Research on Chaos-Improved Ant Colony Algorithm and Its Application in PID Control for Marine Boiler Pressure

Resource Overview

This study explores the chaos-improved ant colony algorithm and its application in marine boiler pressure PID control systems, focusing on enhancing optimization performance through chaotic elements integration with intelligent control strategies.

Detailed Documentation

This research aims to investigate the chaos-improved ant colony algorithm and explore its application in PID control for marine boiler pressure systems. The ant colony algorithm is a heuristic optimization method that simulates ant foraging behavior to solve complex optimization problems. In our implementation, we enhance the traditional algorithm by incorporating chaotic elements through logistic map functions, which improves global search capability and convergence speed by maintaining population diversity during iteration cycles.

Marine boiler pressure control represents a critical challenge in marine engineering. Effective pressure regulation ensures operational safety and navigation efficiency. Conventional PID control methods have been widely adopted in marine boiler systems. However, due to the inherent complexity and nonlinear characteristics of boiler dynamics, traditional PID controllers may exhibit suboptimal performance under certain operational conditions, particularly during transient states or load variations.

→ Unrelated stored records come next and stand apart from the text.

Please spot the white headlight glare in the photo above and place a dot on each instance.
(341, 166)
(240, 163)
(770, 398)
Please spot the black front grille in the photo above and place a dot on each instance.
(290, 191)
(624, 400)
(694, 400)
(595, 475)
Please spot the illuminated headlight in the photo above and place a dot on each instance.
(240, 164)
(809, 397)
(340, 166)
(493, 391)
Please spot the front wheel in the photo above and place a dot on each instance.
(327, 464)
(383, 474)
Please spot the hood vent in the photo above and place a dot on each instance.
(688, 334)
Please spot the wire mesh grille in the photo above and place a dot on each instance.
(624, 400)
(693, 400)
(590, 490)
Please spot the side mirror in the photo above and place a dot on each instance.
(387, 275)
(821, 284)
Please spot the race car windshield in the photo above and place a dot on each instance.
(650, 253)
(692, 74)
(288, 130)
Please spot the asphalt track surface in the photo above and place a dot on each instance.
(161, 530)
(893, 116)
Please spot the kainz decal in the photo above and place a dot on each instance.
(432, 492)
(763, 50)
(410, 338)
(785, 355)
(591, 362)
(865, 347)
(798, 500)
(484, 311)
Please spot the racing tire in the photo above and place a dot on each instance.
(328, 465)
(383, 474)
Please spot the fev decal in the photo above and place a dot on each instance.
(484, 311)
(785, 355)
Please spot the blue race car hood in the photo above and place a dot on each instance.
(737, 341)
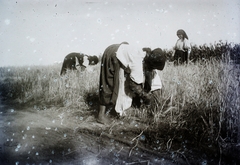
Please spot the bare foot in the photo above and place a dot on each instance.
(104, 120)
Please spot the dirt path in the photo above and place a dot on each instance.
(57, 136)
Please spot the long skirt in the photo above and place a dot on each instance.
(109, 76)
(180, 57)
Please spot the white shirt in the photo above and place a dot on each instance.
(132, 57)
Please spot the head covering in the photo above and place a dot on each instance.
(182, 32)
(124, 42)
(148, 50)
(156, 60)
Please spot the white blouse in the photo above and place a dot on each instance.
(182, 45)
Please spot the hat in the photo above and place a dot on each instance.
(182, 32)
(155, 60)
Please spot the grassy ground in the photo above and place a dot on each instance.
(198, 110)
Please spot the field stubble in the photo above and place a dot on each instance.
(198, 109)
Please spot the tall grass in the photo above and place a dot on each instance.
(199, 101)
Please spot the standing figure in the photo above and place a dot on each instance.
(117, 60)
(182, 49)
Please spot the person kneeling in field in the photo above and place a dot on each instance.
(115, 88)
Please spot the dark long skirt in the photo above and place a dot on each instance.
(109, 76)
(180, 57)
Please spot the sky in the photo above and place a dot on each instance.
(43, 32)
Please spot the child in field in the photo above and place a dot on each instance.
(122, 77)
(182, 49)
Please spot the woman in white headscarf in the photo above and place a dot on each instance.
(182, 49)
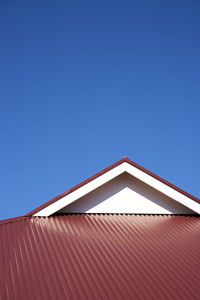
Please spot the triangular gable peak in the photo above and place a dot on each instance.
(124, 187)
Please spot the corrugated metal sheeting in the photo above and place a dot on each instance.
(100, 257)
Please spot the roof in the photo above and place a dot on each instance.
(88, 256)
(187, 196)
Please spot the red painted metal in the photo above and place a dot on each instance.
(125, 159)
(88, 256)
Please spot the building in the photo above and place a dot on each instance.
(124, 233)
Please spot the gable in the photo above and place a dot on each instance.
(126, 194)
(124, 187)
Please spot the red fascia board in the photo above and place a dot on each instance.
(11, 220)
(125, 159)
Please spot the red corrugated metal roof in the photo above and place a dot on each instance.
(90, 256)
(125, 159)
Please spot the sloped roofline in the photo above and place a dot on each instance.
(123, 160)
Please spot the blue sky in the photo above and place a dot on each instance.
(83, 83)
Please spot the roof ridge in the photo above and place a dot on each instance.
(124, 159)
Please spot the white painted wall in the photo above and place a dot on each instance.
(126, 194)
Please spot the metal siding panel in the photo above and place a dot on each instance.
(88, 256)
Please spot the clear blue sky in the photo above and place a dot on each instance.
(83, 83)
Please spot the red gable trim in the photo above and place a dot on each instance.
(125, 159)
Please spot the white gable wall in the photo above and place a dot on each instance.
(126, 194)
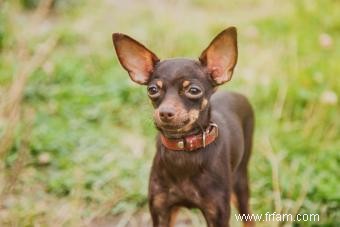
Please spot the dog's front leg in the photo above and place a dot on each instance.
(216, 213)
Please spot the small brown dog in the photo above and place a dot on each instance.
(204, 140)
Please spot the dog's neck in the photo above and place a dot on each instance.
(199, 126)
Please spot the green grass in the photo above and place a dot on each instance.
(95, 126)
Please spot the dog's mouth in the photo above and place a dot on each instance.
(176, 126)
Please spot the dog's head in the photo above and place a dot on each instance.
(179, 88)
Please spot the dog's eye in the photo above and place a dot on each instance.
(153, 91)
(194, 92)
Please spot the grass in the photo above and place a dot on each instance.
(87, 153)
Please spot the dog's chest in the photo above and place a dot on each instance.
(185, 190)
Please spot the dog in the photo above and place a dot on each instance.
(205, 138)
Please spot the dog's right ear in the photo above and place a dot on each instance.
(134, 57)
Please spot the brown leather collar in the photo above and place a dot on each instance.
(192, 142)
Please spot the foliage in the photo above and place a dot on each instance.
(91, 140)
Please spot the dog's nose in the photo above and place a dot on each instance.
(166, 114)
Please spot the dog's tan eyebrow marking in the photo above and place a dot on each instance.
(204, 104)
(159, 83)
(186, 83)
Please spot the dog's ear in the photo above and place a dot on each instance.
(220, 56)
(134, 57)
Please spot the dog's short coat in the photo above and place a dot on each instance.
(182, 93)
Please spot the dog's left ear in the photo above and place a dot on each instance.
(220, 56)
(134, 57)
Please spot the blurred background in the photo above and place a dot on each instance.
(76, 135)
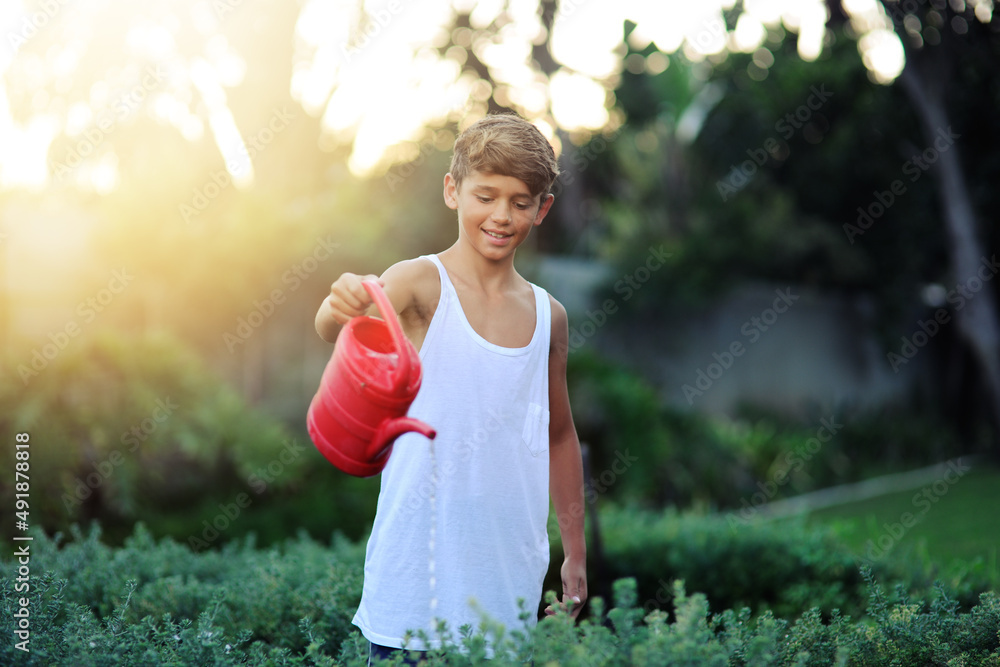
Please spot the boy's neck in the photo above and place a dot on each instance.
(485, 274)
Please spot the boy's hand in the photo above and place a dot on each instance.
(348, 298)
(574, 578)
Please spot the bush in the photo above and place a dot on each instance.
(158, 603)
(128, 428)
(138, 597)
(689, 459)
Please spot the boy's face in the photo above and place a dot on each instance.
(495, 213)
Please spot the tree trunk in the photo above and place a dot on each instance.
(977, 320)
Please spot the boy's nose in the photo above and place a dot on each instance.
(501, 214)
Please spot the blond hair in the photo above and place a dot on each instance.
(507, 145)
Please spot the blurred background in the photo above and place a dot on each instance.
(775, 232)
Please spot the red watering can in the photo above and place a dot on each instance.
(367, 387)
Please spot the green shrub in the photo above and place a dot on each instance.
(689, 459)
(152, 590)
(158, 604)
(129, 428)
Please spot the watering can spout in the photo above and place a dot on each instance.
(390, 429)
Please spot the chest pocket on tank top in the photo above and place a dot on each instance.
(536, 429)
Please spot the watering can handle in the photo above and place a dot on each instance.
(396, 331)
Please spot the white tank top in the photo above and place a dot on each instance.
(490, 406)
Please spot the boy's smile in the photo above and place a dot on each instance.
(495, 212)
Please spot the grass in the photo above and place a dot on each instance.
(957, 519)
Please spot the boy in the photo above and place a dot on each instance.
(493, 349)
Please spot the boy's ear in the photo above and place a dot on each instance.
(543, 208)
(450, 191)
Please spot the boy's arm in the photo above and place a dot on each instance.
(566, 468)
(409, 284)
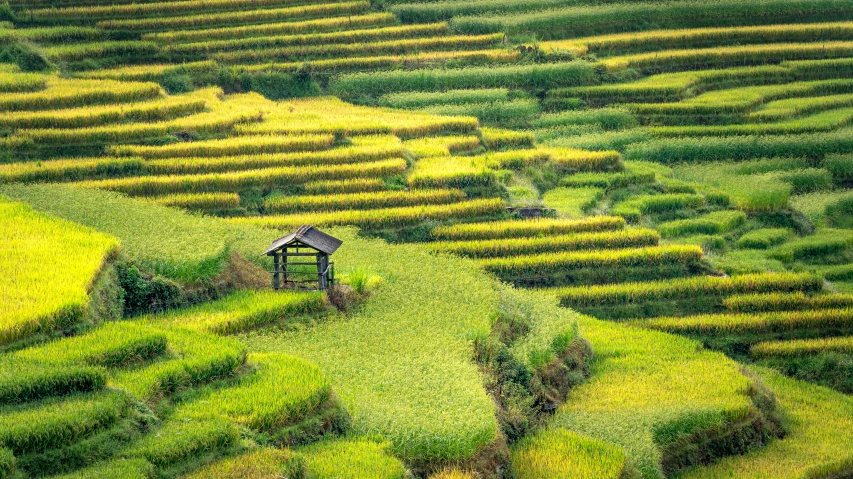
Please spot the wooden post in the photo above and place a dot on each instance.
(276, 277)
(285, 265)
(322, 278)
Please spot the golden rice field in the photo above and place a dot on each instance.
(581, 239)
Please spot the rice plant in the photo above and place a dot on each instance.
(685, 288)
(556, 453)
(383, 217)
(621, 258)
(516, 228)
(757, 303)
(516, 246)
(37, 301)
(360, 201)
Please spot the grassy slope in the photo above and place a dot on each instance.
(402, 364)
(820, 432)
(647, 389)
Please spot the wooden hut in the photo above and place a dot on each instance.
(291, 259)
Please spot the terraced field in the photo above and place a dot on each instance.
(677, 173)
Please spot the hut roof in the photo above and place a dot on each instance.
(310, 236)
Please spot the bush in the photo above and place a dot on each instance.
(143, 295)
(840, 167)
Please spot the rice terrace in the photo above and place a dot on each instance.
(426, 239)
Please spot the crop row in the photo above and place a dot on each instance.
(267, 29)
(739, 148)
(818, 122)
(630, 257)
(712, 223)
(574, 21)
(244, 145)
(432, 146)
(309, 39)
(216, 121)
(385, 47)
(386, 217)
(331, 115)
(416, 60)
(22, 82)
(151, 110)
(200, 201)
(80, 51)
(672, 60)
(35, 301)
(686, 288)
(361, 201)
(536, 76)
(235, 181)
(700, 38)
(764, 302)
(103, 167)
(70, 93)
(669, 87)
(143, 9)
(780, 321)
(629, 238)
(517, 228)
(802, 347)
(235, 18)
(742, 99)
(787, 108)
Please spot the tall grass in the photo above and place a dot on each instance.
(35, 300)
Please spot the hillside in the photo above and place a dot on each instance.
(581, 239)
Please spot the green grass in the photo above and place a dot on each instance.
(823, 242)
(558, 453)
(651, 394)
(351, 459)
(243, 310)
(711, 223)
(28, 380)
(58, 422)
(113, 344)
(115, 469)
(370, 355)
(263, 463)
(820, 429)
(572, 202)
(176, 245)
(182, 438)
(37, 297)
(763, 238)
(282, 390)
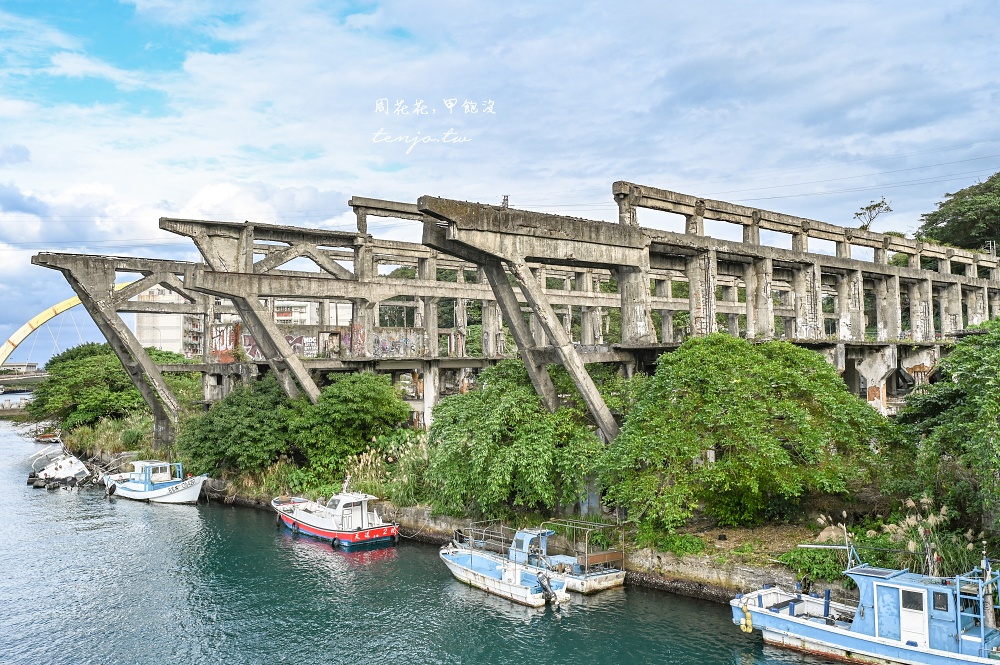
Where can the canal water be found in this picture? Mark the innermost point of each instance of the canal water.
(91, 580)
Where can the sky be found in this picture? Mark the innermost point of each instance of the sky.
(115, 113)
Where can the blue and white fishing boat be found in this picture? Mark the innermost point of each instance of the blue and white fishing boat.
(901, 617)
(156, 481)
(507, 579)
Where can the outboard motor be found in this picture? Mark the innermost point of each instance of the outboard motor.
(547, 593)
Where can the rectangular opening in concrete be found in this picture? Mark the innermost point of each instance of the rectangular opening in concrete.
(663, 221)
(776, 239)
(724, 230)
(861, 253)
(820, 246)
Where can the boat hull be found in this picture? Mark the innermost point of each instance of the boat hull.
(810, 636)
(380, 536)
(460, 563)
(183, 492)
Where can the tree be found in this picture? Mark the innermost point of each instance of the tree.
(969, 218)
(741, 428)
(955, 424)
(87, 383)
(867, 214)
(497, 448)
(350, 413)
(246, 431)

This study investigates the feasibility of integrating the chaos-improved ant colony algorithm with PID controllers for marine boiler pressure regulation. The algorithm implementation involves optimizing PID parameters (Kp, Ki, Kd) through pheromone update mechanisms and chaotic perturbation operations. Key functions include chaotic initialization of ant positions, adaptive pheromone evaporation rates, and chaotic local search operations to prevent premature convergence. The integration enhances control system robustness and stability by combining the exploration capabilities of chaotic systems with the exploitation strengths of ant colony optimization.

In conclusion, this research conducts an in-depth investigation into chaos-improved ant colony algorithms and their practical implementation in marine boiler pressure PID control systems. The study aims to provide innovative solutions and methodological frameworks for addressing control challenges in marine engineering applications, with potential extensions to other industrial control systems requiring adaptive optimization techniques.